Bonne nouvelle pour Boeing et ceux qui hésitent à acheter de F-35...

Par Marine, c'est bien entendu la Navy qui commande ces appareils et non pas les Marines?

Écrit par : Jo-ailes | 08/01/2015

Mais qu'est-ce qu'on attend pour acheter des FA 18 E.F.G et moderniser nos C.D?
Bon prix, formation simple et bien suffisant pour la Suisse.

Écrit par : Stephane | 09/01/2015

Pourquoi les Forces aériennes des pays, utilisant les F-18, ne profitent pas de l'occasion pour renouveler à bon compte leurs escadres par des F/A-18E/F/G ''Super Hornet''?

Écrit par : Simon Perrault | 09/01/2015

@Stéphane : Je vous rappelle (ou porte à votre connaissance) que lors de la dernière demande d'offre de nouveaux avions de combat, Boeing avait du renoncé à proposer le Super Hornet à notre pays,ne pouvant répondre positivement en ce qui concerne le transfert de technologie et la participation au développement futur de l'avion.

Quant à nos actuels Hornet ils viennent d'être mis à jour au standard le plus haut.

Écrit par : PK | 10/01/2015

@Simon Perreault: Il est toujours très problématique d'investir à nouveau dans un appareil qui arrive en fin de production. Certes, des commandes vont réactiver un certain temps l'intérêt de l'aéronef, mais en ce qui pose le plus problème ici vient du fait que le principal utilisateur, soit l'US Navy ne prévoit pas d'investir plus dans l'avion et engage progressivement ses moyens en direction du F-35.

Acheter aujourd'hui un Super Hornet ne garantit pas que sur le long terme des mises à jours seront disponibles. en conséquence il est préférable pour un pays de se diriger vers des aéronefs ayant un potentiel long en terme de production.

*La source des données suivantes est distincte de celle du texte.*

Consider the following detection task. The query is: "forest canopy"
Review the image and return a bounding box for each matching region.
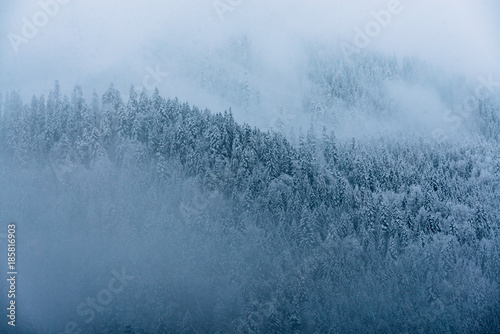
[0,59,499,332]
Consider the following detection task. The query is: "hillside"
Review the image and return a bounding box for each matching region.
[1,72,499,332]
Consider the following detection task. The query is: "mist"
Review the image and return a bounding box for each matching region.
[1,0,499,133]
[1,1,500,333]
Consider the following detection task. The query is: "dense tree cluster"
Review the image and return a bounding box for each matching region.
[1,77,499,333]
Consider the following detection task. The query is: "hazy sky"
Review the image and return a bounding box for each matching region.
[1,0,499,130]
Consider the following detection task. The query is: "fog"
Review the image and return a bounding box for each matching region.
[1,1,500,333]
[1,0,499,132]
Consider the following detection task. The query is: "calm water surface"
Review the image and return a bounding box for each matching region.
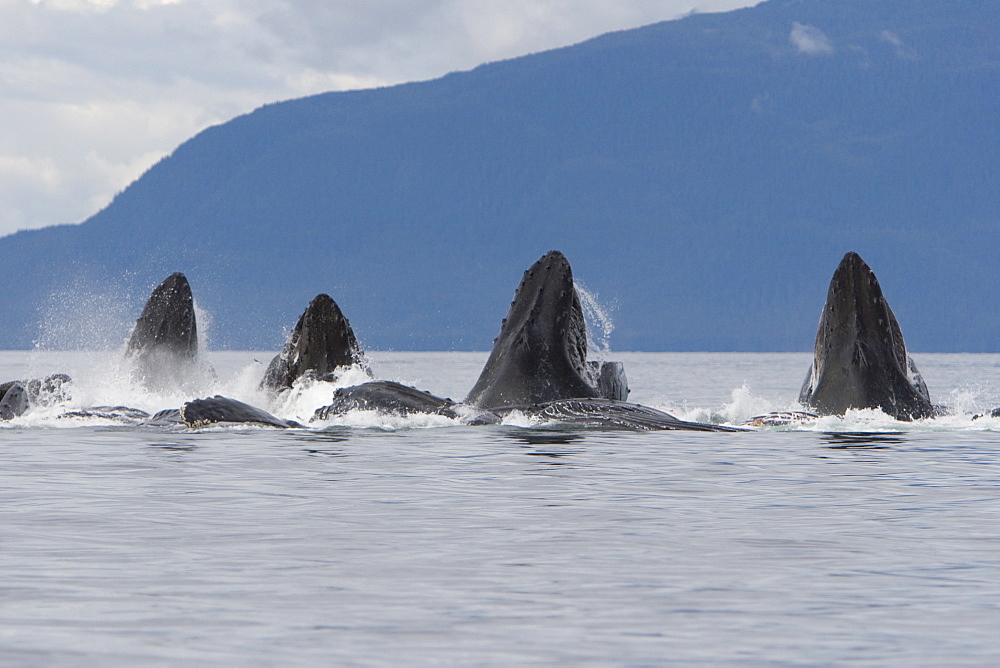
[2,352,1000,664]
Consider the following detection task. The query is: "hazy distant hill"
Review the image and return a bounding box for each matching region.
[2,0,997,352]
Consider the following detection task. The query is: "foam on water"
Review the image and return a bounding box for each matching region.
[5,347,1000,434]
[312,408,459,431]
[655,380,1000,434]
[269,364,380,424]
[1,348,467,431]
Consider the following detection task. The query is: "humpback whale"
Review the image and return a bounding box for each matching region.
[455,251,738,432]
[0,374,73,421]
[260,293,369,392]
[465,251,628,410]
[509,398,744,432]
[124,272,211,390]
[14,273,201,420]
[59,405,151,423]
[57,291,368,428]
[314,381,459,420]
[180,396,303,429]
[40,273,204,422]
[799,252,934,421]
[126,272,198,360]
[150,292,370,428]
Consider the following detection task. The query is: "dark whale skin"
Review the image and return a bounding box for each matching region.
[799,252,933,421]
[261,294,367,391]
[465,251,600,410]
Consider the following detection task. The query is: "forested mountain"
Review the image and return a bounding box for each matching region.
[2,0,997,351]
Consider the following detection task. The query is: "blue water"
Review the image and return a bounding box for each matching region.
[3,352,1000,664]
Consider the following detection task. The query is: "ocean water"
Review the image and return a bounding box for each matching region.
[3,350,1000,664]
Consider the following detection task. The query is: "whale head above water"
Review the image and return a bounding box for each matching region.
[799,251,934,421]
[125,272,198,361]
[465,250,628,410]
[123,272,216,391]
[260,293,368,391]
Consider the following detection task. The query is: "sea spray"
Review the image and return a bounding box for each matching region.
[194,300,213,352]
[718,383,782,424]
[574,282,615,359]
[34,284,134,352]
[268,363,374,422]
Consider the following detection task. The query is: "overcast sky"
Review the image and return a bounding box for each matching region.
[0,0,758,237]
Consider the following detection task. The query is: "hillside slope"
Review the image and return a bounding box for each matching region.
[2,0,997,351]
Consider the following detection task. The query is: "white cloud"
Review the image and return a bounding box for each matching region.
[0,0,761,237]
[790,21,833,56]
[0,154,61,188]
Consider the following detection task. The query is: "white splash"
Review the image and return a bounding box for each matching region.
[574,282,615,358]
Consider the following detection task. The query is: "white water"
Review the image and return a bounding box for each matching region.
[3,351,1000,663]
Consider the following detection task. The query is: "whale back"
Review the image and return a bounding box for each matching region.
[181,396,301,429]
[520,398,745,432]
[799,252,933,420]
[465,251,600,409]
[261,293,367,391]
[126,272,198,359]
[313,381,455,420]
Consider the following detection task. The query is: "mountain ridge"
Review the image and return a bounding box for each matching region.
[2,0,997,352]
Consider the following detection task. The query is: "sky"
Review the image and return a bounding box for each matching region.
[0,0,758,237]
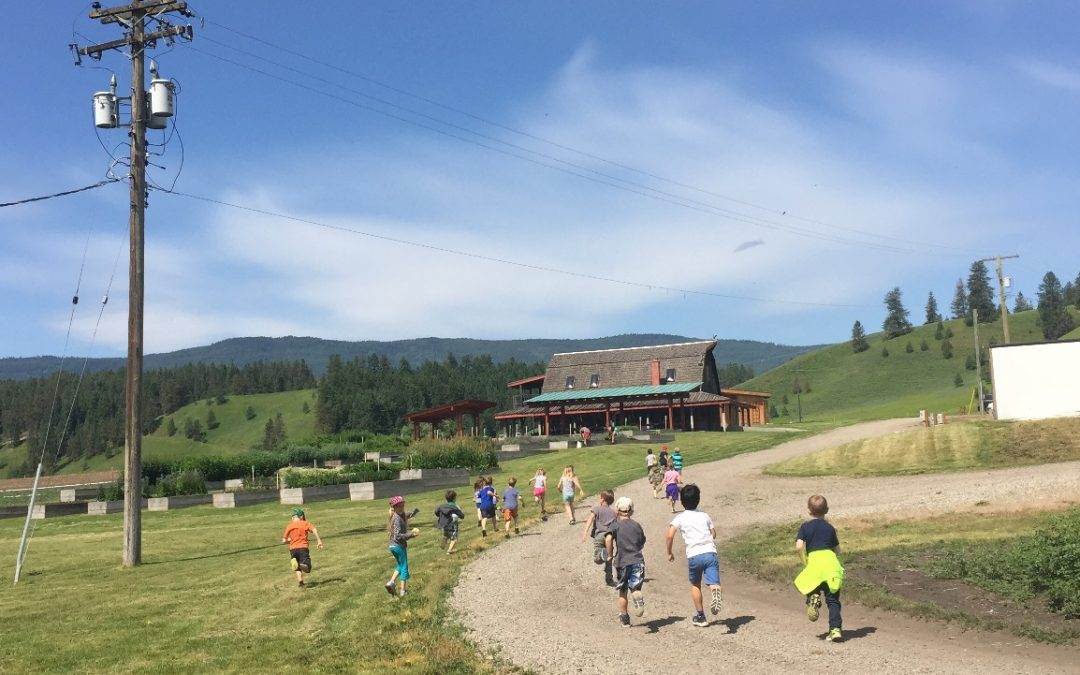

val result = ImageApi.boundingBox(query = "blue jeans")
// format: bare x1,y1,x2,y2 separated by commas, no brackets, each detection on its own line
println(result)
810,581,842,630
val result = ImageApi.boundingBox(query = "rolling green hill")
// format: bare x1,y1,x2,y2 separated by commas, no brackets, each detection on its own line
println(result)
739,309,1070,423
52,389,320,475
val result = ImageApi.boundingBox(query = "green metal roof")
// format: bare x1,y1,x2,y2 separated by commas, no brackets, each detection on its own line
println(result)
525,382,702,404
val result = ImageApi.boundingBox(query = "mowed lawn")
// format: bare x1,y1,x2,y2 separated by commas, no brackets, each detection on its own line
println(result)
0,429,800,674
765,416,1080,477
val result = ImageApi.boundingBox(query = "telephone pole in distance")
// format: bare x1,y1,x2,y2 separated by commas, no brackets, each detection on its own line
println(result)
978,254,1019,345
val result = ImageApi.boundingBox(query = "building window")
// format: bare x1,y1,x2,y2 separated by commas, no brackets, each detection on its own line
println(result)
666,368,676,382
565,376,575,389
590,373,600,388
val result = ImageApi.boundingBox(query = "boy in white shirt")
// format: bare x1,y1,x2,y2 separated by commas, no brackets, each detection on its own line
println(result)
666,483,722,627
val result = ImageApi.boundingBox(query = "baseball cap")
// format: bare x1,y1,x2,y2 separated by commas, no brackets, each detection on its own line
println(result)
615,496,633,513
292,507,305,517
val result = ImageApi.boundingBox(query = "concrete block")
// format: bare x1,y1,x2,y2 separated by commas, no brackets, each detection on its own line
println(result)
60,487,100,503
213,491,279,508
279,484,350,505
548,441,569,450
398,468,468,483
223,479,245,490
500,444,521,452
349,479,433,501
147,494,213,511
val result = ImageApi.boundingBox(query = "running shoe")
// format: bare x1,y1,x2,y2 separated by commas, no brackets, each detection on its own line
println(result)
298,580,304,587
384,581,396,597
807,593,822,622
514,527,520,534
632,590,645,617
692,613,709,627
826,628,842,642
619,613,631,628
482,530,487,537
710,587,723,616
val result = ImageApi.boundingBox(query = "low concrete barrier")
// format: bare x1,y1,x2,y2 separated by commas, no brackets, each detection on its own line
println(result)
60,487,101,503
500,443,521,452
349,479,436,501
548,440,569,450
31,502,89,519
86,499,147,516
223,479,245,491
398,468,468,485
213,491,278,508
148,494,213,511
279,484,350,505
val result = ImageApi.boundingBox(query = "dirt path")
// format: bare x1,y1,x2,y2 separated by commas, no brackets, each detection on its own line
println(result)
451,419,1080,674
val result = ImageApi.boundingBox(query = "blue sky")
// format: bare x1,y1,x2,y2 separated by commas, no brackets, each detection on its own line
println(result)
2,2,1078,359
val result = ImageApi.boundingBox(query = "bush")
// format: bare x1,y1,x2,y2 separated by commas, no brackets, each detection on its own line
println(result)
920,339,929,351
281,462,402,488
941,339,954,359
405,438,498,471
151,470,208,497
905,342,914,354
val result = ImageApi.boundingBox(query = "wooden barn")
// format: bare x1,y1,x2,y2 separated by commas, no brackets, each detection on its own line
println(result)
494,340,770,437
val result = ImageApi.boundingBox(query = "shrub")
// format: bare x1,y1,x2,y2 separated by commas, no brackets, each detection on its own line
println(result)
881,346,889,358
954,373,963,387
905,342,914,353
405,437,498,471
920,339,929,351
941,339,954,359
281,463,401,488
151,470,208,497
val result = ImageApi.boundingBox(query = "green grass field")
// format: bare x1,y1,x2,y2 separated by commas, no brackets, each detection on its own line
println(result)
0,429,799,674
765,416,1080,477
739,309,1078,423
53,389,320,476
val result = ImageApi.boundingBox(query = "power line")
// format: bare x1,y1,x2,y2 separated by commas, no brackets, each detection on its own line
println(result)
0,179,121,208
201,17,977,257
154,186,873,309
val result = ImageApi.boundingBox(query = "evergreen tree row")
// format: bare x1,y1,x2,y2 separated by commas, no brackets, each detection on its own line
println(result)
0,360,315,475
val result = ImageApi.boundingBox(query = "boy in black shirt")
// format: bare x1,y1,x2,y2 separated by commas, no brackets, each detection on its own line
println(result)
794,494,844,642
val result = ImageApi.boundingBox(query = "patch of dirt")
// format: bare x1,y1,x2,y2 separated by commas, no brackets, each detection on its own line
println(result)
852,557,1077,633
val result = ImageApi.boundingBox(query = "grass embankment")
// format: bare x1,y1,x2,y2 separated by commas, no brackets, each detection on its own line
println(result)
55,389,320,475
738,309,1076,423
0,428,799,673
727,508,1080,643
765,416,1080,477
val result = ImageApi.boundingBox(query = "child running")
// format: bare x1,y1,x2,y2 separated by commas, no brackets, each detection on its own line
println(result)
435,490,466,554
531,468,548,520
666,484,722,627
479,476,498,537
385,496,420,598
611,497,646,627
671,447,683,474
557,465,585,525
502,477,522,538
647,459,664,499
472,478,484,528
581,489,617,585
662,464,682,512
645,448,656,477
281,507,324,588
794,494,845,642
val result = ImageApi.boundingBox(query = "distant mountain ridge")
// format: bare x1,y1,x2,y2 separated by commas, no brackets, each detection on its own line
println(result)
0,334,821,381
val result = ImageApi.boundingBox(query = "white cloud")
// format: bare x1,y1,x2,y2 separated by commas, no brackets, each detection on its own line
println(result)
1016,59,1080,92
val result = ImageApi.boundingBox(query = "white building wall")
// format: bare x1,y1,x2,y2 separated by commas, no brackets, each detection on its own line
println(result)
990,340,1080,420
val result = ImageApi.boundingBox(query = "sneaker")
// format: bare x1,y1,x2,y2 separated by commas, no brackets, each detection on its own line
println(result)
632,590,645,617
807,593,822,622
504,532,510,539
593,549,604,565
290,558,299,571
384,582,396,597
692,613,709,627
482,530,487,537
514,527,520,535
298,580,304,587
826,628,842,642
477,520,482,528
619,613,631,628
600,548,609,563
710,587,723,616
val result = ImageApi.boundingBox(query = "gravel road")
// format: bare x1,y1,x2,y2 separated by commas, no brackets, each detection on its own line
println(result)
450,419,1080,674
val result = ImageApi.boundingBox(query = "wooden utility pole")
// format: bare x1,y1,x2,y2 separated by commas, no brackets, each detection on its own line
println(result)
978,254,1020,345
77,0,192,568
973,308,984,413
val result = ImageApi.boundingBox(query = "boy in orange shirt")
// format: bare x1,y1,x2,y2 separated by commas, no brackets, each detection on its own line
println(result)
282,507,324,587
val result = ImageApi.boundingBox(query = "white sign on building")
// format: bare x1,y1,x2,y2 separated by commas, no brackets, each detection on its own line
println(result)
989,340,1080,421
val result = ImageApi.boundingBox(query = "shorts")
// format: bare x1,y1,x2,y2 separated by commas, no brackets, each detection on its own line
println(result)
442,523,459,541
562,493,575,503
687,551,720,586
665,483,680,501
533,487,546,497
480,506,497,519
389,544,410,580
616,562,646,591
289,547,312,572
503,507,518,521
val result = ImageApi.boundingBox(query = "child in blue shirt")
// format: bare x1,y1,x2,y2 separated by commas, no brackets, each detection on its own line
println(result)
794,494,844,642
479,476,498,537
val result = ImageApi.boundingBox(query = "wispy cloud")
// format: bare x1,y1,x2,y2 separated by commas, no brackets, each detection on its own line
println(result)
1016,59,1080,92
733,240,765,253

Écrit par : PK | 10/01/2015

Je suis bien d'accord avec l'idée que l'avion est en fin de développement.
Mais, on voit que des avions bien plus anciens sont modernisés aus USA comme dans le reste du monde!
En fait, l'impression générale discutée avec des officiers des forces terrestres, c'est que les forces aériennes et le monde politique n'ont jamais voulu d'autre avion qu'un le F35 et que c'est le seul qui restera à acheter avec le Gripen dans 3 à 5 ans.
Peut-être que nous finirons par voler russe pour des raisons économiques....
Polémique peut-être, mais qu'elle autre choix aura-t-on à part la fin de notre aviation militaire.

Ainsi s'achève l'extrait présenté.